Valletta

Valletta (maltesisch: il-Belt Valetta) ist die Hauptstadt von Malta

Valletta am Abend
Valletta am Abend

Valletta liegt an der Nordostküste der Insel. Sie befindet sich auf der Spitze einer Landzunge (Monte Sciberras), die von den beiden gewaltigen Naturhäfen Grand Harbour und Marsamxett Harbour umschlossen ist. Valletta grenzt im Südwesten an die Nachbarstadt Floriana.

In Längsrichtung (Nordost-Südwest) sind die Republic Street (früher Queen's Street) und die parallel verlaufende Merchants Street seit alters her die Hauptgeschäftsstraßen unter den 7 durchgehenden Längsachsen, die von bis zu 8 kürzeren Querachsen gekreuzt werden.

 

Karte von planetware.com
Karte von planetware.com

Geschichte

Nachdem die Belagerung durch die Osmanen im Jahre 1565 mit einem militärischen Erfolg für die Malteser zu Ende gegangen war, entschlossen sich die zu der Zeit machthabenden Ritter des Malteserordens auf der Landzunge hinter dem zuvor hart umkämpften Fort St. Elmo eine Festungsstadt nach den neuesten Erkenntnissen der Militärarchitektur und der zeitgenössischen Idealstadt-Theorien zu errichten. Die Halbinsel bot eine strategisch hervorragende Warte, um die natürlichen Häfen auf beiden Seiten zu kontrollieren.

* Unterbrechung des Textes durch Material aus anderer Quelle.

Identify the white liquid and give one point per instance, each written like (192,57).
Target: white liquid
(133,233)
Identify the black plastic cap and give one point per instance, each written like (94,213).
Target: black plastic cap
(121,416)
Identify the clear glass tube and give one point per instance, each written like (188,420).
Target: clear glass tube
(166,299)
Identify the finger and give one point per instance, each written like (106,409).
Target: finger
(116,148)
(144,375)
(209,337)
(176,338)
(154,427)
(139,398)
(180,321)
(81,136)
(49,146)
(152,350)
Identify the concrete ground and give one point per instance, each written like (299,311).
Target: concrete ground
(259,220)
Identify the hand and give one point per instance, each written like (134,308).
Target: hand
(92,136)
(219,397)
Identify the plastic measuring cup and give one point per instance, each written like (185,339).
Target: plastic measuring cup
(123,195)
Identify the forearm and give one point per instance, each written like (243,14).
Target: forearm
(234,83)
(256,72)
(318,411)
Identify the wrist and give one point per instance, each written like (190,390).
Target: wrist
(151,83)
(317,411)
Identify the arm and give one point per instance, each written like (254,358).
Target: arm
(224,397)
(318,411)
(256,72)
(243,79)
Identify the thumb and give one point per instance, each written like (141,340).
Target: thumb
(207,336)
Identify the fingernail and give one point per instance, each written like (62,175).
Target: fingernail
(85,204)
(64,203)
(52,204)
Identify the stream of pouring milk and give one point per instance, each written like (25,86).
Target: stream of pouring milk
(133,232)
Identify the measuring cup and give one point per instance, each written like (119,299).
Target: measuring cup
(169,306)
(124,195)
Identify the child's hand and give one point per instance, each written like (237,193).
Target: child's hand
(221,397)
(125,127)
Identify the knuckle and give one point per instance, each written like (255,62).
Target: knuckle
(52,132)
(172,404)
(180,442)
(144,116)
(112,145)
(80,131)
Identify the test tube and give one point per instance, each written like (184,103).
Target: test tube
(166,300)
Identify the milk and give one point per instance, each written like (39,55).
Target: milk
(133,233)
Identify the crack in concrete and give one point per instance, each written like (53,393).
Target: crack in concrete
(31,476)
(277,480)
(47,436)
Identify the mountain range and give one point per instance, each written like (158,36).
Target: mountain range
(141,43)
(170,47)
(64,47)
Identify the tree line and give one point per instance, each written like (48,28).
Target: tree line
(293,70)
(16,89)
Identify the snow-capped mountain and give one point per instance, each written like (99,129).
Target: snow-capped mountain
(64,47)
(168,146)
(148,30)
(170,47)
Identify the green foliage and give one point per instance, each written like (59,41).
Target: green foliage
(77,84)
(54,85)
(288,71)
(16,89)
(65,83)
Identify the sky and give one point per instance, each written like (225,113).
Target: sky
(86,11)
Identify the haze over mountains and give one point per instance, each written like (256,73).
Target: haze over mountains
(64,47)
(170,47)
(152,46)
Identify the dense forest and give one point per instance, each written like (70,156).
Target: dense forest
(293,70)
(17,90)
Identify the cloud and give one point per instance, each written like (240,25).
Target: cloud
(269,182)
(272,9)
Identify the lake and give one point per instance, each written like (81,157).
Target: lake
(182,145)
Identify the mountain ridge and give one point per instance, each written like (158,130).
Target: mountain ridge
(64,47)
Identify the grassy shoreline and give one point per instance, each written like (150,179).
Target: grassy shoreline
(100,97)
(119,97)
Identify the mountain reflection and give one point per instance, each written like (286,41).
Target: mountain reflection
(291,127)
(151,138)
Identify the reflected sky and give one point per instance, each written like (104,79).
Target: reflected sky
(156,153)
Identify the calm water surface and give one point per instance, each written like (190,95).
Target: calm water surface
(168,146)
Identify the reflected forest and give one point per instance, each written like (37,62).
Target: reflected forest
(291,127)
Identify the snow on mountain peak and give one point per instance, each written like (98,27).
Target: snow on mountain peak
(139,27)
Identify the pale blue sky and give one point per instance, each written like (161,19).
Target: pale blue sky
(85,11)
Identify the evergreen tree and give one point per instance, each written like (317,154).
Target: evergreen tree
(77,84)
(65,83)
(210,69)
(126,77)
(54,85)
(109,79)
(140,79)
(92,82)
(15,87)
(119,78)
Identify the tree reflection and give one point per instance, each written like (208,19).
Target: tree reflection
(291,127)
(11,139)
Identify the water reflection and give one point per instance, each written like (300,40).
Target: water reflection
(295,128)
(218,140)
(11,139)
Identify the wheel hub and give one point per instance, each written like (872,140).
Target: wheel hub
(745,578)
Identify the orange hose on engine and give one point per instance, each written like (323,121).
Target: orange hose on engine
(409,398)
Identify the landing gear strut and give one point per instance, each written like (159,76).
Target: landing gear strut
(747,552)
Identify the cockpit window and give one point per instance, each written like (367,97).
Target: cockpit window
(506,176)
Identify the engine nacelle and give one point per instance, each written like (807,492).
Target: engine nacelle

Der Grundstein hierfür wurde am 28. März 1566 durch den Großmeister des Ordens, Jean de la Valette gelegt. Die Planungen für die geometrische Anlage der Befestigungsmauern und des rechtwinkligen Straßennetzes stammten von dem italienischen Architekt und Festungsbaumeister Francesco Laparelli. Damit handelt es sich wohl um die erste auf dem Reissbrett entstandene Planstadt. Der Entwurf einiger wichtiger Einzelbauwerke oblag dem maltesischen Architekten Gerolamo Cassar.

 

Als Laparelli die Insel 1568 noch vor Abschluss der Bauarbeiten wieder verließ, übernahm sein Assistent Cassar die Gesamtleitung des Vorhabens. Am 18. März 1571 wurde der Ordenssitz mit einer feierlichen Zeremonie offiziell von Birgu in die neue Stadt verlegt. La Valette, der 1568 verstarb, konnte das Ende seines Projektes nicht mehr miterleben. Ihm zu Ehren erhielt die Stadt jedoch seinen Namen. An seine Stelle trat Pietro del Monte.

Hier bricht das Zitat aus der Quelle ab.